Su "amigo" es un árbol sin copa, pero con exuberantes ramas y hojas verdes. Contó la historia con todo lujo de detalles, como si fuera una cuidadora de árboles: "Sobrevivió a una tormenta, cayendo en un ángulo de 45°, y aun así sigue en pie. Ese año la tormenta fue muy fuerte; muchos árboles del parque se desplomaron, pero este se desprendió de su copa y se inclinó, negándose a caer del todo. Cuando construían el paseo peatonal junto al río Perfume, los obreros se apiadaron de él y lo dejaron allí, así que ahora es impresionante, asomado a la calle así, y todo el que pasa tiene que abrazarlo".

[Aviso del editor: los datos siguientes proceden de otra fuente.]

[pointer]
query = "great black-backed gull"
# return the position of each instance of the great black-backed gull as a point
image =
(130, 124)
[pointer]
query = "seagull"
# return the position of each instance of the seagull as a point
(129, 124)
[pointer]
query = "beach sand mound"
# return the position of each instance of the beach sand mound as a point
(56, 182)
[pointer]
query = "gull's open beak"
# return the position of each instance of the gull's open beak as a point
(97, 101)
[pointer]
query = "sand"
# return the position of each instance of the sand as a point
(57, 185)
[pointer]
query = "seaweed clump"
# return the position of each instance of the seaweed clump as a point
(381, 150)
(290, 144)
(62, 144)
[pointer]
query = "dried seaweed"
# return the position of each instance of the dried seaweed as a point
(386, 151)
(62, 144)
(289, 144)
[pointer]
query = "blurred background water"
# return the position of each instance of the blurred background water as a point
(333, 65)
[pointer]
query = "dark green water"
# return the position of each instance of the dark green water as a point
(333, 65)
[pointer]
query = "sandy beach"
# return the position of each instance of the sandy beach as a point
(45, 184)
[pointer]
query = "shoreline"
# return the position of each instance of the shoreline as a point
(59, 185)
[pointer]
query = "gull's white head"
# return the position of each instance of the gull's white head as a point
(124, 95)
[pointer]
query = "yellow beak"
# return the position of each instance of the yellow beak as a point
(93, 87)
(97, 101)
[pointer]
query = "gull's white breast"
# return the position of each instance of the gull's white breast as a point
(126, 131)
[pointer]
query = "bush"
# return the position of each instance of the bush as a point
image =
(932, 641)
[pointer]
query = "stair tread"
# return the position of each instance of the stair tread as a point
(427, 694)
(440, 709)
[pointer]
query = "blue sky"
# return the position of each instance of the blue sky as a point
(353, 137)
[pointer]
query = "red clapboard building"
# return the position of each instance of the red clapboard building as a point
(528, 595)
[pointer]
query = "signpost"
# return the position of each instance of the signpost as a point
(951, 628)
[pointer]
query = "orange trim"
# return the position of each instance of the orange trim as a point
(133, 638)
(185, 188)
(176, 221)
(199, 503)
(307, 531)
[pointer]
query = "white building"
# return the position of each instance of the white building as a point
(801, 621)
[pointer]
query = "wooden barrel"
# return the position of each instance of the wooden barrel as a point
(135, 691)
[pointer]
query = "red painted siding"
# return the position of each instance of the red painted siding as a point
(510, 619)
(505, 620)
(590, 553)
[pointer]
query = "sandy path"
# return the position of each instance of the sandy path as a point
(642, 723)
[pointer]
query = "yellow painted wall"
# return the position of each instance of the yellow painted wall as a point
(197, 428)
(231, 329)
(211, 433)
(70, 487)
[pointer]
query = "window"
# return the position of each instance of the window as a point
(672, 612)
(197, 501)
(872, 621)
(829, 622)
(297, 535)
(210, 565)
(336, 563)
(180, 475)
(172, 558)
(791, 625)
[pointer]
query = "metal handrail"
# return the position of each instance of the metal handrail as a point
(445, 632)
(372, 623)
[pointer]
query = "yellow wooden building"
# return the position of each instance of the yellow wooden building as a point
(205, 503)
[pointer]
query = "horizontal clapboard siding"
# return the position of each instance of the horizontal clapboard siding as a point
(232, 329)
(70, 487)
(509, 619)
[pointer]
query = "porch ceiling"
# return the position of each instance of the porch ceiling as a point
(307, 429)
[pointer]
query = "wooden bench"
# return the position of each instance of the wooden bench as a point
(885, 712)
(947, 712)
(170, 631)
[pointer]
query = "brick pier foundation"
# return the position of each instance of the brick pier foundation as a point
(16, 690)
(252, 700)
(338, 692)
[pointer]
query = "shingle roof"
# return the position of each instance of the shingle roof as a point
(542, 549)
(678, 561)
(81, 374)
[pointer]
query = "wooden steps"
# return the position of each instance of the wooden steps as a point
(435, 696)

La imité, inclinándome junto al árbol y acariciando su tronco, riéndome y diciendo en voz alta: "¡Hola, Lim Xet!". Cualquiera que nos viera en ese momento probablemente diría que estábamos locos. "¿Pero por qué no es normal querer a un árbol, hablarle y abrazarlo? Me siento feliz, como si hubiera reencontrado a un amigo. ¡La ciencia ha demostrado que los árboles pueden percibir las emociones humanas y comunicarse con los humanos!", dijo.

Sus palabras me hicieron comprender que la gente de Hue ya lo había demostrado antes que los científicos. Desde hace mucho tiempo, los habitantes de Hue han amado a los árboles, considerándolos amigos, algo que se refleja en su forma de vida y costumbres del pasado. Incluso hoy, cuando fallece un familiar, los árboles del jardín se atan con tela blanca en señal de duelo.

Esta temporada, los crespones florecen con flores amarillas, añadiendo encanto al cielo azul. El crespón de la amiga de mi hermana, tras sufrir daños por la tormenta, sigue verde y no ha florecido. Me dijo: «Los dos crespones de al lado están en plena floración, tan hermosos, pero aún siento pena por este crespón que no florece. Para un árbol, simplemente sobrevivir es precioso. Nadie sabe cuánto dolor soportó después de que se le rompiera la copa; mantener este vibrante color verde ya es un testimonio de su resiliencia. No importa si no florece».

Le pregunté: "¿Qué se siente ser amiga de un árbol?". Respondió sin pensarlo mucho, como si lo conociera desde hace mucho tiempo: "Es una alegría serena y pacífica. Tengo un negocio y a veces me estreso, me duele muchísimo la cabeza y ningún medicamento me ayuda. Luego, durante los dos años de la pandemia de COVID, el trabajo se volvió aún más estresante. Salí a caminar por el parque y me encontré con este árbol. Al mirarlo, sentí compasión y motivación. A veces me sentaba a su lado un buen rato, contemplándolo y sintiéndome muy reconfortada. Creo que este árbol resiliente me ha dado una poderosa fuente de energía en silencio. Desde entonces, lo visito a menudo y lo considero mi amigo".

Nos sentamos a descansar en un banco del parque. El exuberante follaje verde proporcionaba una brisa fresca y relajante. Mirando a lo largo del río, las orillas estaban cubiertas de suave hierba verde, las flores y el follaje eran vibrantes, y la ciudad era pintoresca. Tras viajar extensamente y ver campos quemados, uno se da cuenta de que el verdor de Hue es un patrimonio precioso, un legado que generaciones han cultivado, cuidado y preservado a lo largo de los ríos y arroyos del bosque. Hacerse amigo de un árbol es una forma de abrir el corazón a la naturaleza, de encontrar paz en ella, y también una forma de que la gente se haga amiga de su tierra natal, como decían los antiguos: «Paseando tranquilamente, disfrutando del apacible paisaje / La flor del ciruelo es una vieja amiga, la grulla es una conocida» (Nguyen Du).